Spinal stenosis

Stenosis is usually defined as abnormal narrowing of your blood vessel or any other tubular structure. Spinal stenosis is described as the narrowing of the openings in the spinal cord. This condition creates pressure on the surrounding nerves creating pain, numbness, tingling, muscle weaknesses and other problems. The condition may be congenital or a part of age-related degenerative cascade or may result from conditions such as osteoarthritis leading.

Your spine, also known as vertebral column or backbone, is made of 26 bones that provide stability and support to the upper part of your body. A healthy spine is comprised of strong muscles and bones, sensitive nerves, and flexible tendons and the ligaments. If there is an injury in any of these structures, it may lead to problems with walking, balance, and sensation.

Signs and Symptoms

In many cases, spinal stenosis remains unnoticed. The signs and symptoms appear slowly and progress over time depending on the extent of compression of the nerves. The location of the condition often affects the intensity and type of symptoms.

  • If the spinal stenosis occurs in the neck or cervical region, the symptoms include weakness, numbness, lower back pain while standing or walking, balancing problems, or tingling sensation in your leg or foot and arm or hand. Incontinence is the main problem as the nerves to the bladder or bowel is affected.
  • If the stenosis occurs in the lower back, the nerves in your lumbar spine are compressed which can cause pain or cramping in your legs.

Self- management

Adopt the following strategies to reduce the symptoms of spinal stenosis:

  • Use of pain killers
  • Application of heat or cold packs
  • Maintain proper diet and nutrition
  • Use of assistive aids such as canes and walkers

Causes and risk factors

The primary cause of spinal stenosis is increasing age. Aging is associated with certain degenerative processes in our body. The conditions that can cause spinal stenosis include the following:

  • Formation of bone spurs in the spinal canal (conditions such as osteoarthritis)
  • Herniated disks
  • Bulging of thickened ligaments into the spinal cord
  • Formation of abnormal cells or tumors in the spinal cord
  • Spinal injuries

Conditions such as Paget’s disease, rheumatoid arthritis, scoliosis, congenital spinal defects, and achondroplasia increase the risk of spinal stenosis.

Complications

Spinal stenosis can be treated effectively. Rarely, the untreated condition may progress and cause permanent numbness, weakness, balance problems, incontinence, and paralysis.

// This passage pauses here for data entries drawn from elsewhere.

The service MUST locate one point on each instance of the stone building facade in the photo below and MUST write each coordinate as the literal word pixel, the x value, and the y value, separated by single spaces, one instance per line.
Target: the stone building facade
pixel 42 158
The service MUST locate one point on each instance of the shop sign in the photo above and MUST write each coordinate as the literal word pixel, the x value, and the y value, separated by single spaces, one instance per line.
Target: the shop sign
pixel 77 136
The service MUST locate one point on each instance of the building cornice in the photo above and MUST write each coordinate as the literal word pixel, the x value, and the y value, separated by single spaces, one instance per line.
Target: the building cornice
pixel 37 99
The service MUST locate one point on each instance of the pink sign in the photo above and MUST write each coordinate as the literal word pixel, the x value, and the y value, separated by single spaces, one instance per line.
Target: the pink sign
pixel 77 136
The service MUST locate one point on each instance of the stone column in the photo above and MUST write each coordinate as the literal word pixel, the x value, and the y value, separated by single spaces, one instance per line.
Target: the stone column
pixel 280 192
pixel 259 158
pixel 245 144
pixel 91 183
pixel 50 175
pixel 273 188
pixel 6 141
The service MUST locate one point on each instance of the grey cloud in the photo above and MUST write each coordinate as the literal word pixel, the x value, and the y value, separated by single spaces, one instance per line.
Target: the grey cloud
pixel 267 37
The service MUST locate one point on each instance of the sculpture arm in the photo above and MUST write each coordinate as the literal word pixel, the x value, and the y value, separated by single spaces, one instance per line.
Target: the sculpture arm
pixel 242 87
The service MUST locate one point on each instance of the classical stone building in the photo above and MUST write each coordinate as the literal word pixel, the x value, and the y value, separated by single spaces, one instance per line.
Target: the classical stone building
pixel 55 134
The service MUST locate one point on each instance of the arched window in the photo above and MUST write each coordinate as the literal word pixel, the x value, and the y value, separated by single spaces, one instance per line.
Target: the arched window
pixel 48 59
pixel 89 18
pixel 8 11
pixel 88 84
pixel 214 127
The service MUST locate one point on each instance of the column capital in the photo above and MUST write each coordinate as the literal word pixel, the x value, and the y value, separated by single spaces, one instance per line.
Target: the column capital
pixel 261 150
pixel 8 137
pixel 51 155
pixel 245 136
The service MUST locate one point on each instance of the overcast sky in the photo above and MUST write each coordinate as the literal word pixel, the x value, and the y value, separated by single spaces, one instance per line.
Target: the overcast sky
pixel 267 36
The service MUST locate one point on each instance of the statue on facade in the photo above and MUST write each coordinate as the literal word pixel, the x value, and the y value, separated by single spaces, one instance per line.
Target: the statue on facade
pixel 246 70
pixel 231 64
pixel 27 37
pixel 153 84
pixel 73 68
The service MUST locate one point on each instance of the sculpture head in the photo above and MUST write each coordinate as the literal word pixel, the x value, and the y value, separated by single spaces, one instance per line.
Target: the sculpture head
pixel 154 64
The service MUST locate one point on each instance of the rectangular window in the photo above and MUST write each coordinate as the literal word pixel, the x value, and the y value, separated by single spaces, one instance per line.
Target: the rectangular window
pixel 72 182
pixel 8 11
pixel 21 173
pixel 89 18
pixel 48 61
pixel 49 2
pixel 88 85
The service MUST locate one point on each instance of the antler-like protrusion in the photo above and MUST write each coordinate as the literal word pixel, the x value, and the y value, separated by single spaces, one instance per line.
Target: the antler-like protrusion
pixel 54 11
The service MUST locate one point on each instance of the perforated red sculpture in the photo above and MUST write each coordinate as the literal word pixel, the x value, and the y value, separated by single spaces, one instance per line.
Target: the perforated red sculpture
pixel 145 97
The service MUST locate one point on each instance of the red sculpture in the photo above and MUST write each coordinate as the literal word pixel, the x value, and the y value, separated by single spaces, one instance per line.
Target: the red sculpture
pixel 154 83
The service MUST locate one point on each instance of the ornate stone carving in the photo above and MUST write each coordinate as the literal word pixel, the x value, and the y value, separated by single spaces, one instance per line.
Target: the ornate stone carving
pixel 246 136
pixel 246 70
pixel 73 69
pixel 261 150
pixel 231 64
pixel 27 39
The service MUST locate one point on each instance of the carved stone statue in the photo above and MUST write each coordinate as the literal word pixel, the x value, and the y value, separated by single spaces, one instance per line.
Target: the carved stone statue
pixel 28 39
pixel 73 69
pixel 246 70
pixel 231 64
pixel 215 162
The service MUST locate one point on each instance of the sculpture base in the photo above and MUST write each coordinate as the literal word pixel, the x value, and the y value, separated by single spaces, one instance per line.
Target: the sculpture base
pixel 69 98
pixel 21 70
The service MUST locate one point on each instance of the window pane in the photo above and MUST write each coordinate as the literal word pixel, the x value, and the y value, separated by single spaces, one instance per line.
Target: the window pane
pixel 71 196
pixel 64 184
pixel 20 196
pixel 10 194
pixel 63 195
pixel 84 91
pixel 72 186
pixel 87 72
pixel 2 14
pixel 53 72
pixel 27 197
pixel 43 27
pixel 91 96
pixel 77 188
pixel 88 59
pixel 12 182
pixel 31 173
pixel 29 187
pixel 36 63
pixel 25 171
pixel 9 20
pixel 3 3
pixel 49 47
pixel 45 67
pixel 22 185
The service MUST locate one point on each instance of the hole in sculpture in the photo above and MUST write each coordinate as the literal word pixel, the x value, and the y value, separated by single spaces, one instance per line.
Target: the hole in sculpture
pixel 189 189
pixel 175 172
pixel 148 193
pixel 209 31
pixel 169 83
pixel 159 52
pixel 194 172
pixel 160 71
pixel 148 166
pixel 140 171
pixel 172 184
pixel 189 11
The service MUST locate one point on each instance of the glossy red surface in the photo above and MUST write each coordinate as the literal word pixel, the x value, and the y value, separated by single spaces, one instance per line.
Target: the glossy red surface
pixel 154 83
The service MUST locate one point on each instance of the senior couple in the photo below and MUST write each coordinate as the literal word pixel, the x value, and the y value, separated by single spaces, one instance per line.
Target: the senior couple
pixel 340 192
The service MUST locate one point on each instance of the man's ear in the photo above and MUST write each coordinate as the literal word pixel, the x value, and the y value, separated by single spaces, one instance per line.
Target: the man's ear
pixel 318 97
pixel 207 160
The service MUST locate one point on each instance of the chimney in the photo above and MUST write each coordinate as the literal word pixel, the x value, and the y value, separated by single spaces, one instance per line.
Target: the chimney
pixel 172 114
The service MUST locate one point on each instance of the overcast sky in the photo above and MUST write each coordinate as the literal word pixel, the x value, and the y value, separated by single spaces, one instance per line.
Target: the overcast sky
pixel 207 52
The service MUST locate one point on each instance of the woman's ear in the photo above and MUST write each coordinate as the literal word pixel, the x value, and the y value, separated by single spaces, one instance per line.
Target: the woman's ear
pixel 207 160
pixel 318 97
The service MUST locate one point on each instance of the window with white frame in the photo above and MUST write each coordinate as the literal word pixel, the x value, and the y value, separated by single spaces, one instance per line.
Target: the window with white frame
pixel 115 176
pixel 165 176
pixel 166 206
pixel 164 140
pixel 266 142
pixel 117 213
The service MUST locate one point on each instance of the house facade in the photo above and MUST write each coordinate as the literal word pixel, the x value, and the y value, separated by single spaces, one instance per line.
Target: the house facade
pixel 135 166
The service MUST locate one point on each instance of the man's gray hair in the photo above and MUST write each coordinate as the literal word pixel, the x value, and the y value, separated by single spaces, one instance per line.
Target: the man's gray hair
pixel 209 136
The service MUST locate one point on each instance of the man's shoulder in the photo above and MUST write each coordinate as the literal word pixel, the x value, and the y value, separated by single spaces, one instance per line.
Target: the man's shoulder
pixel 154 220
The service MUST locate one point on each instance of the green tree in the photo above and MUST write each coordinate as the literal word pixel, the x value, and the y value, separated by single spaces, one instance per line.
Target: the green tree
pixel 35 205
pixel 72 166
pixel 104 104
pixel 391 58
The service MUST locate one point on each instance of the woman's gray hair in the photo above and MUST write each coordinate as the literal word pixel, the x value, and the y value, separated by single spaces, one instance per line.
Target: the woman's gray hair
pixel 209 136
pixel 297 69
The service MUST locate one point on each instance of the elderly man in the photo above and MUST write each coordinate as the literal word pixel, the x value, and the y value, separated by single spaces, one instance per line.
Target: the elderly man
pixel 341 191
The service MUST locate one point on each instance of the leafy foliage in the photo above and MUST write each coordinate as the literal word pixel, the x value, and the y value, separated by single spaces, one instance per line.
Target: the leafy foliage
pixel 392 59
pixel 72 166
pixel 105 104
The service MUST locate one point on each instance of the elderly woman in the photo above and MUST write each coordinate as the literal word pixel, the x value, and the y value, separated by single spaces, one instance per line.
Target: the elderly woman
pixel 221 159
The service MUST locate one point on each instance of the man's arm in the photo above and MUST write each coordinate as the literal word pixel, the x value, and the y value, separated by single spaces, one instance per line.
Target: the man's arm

Your doctor begins the diagnosis by taking a medical history and performing physical examination. Physical examination involves checking for signs and symptoms of spinal stenosis and the observing your movements. Your doctor recommends the following tests to confirm the diagnosis.

  • Imaging tests: The imaging tests such as X-ray, Computed tomography (CT) scan, and magnetic resonance imaging (MRI) provide detailed images of your spinal cord and can reveal the structural changes.
  • Electromyelogram: The test is used to check the health of your spinal nerves.

Your doctor determines the spinal stenosis treatment based on the location (either cervical or lumbar) and the severity of the signs and symptoms. Spinal stenosis treatment varies depending on the location of the stenosis and the severity of your signs and symptoms.

Medications: Your doctor may prescribe medicines that help to relieve symptoms. These medications include nonsteroid anti-inflammatory drugs (NSAIDs), muscle relaxants, antidepressants, anti-seizure drugs, and opioid analgesics. Physical Therapy : Muscle weakness and pain can make you less active. Physical therapy can help to build up your strength and endurance, maintain the flexibility and stability of the spine, and to improve your balance. Steroid injections : Administration of intravenous corticosteroid into the affected area can help reduce the inflammation and relieve pressure.
  • Surgery : It is performed when the conservative treatments failed to treat the condition. Your doctor suggests any of the following surgical procedures:
  • Laminectomy: This procedure involves the removal of the part (lamina) of the affected vertebra.
  • Laminotomy: This procedure removes only a portion of the lamina and allows decompression of the spinal cord or the spinal nerves.
  • Laminoplasty: This procedure is performed only on the vertebrae in the neck region.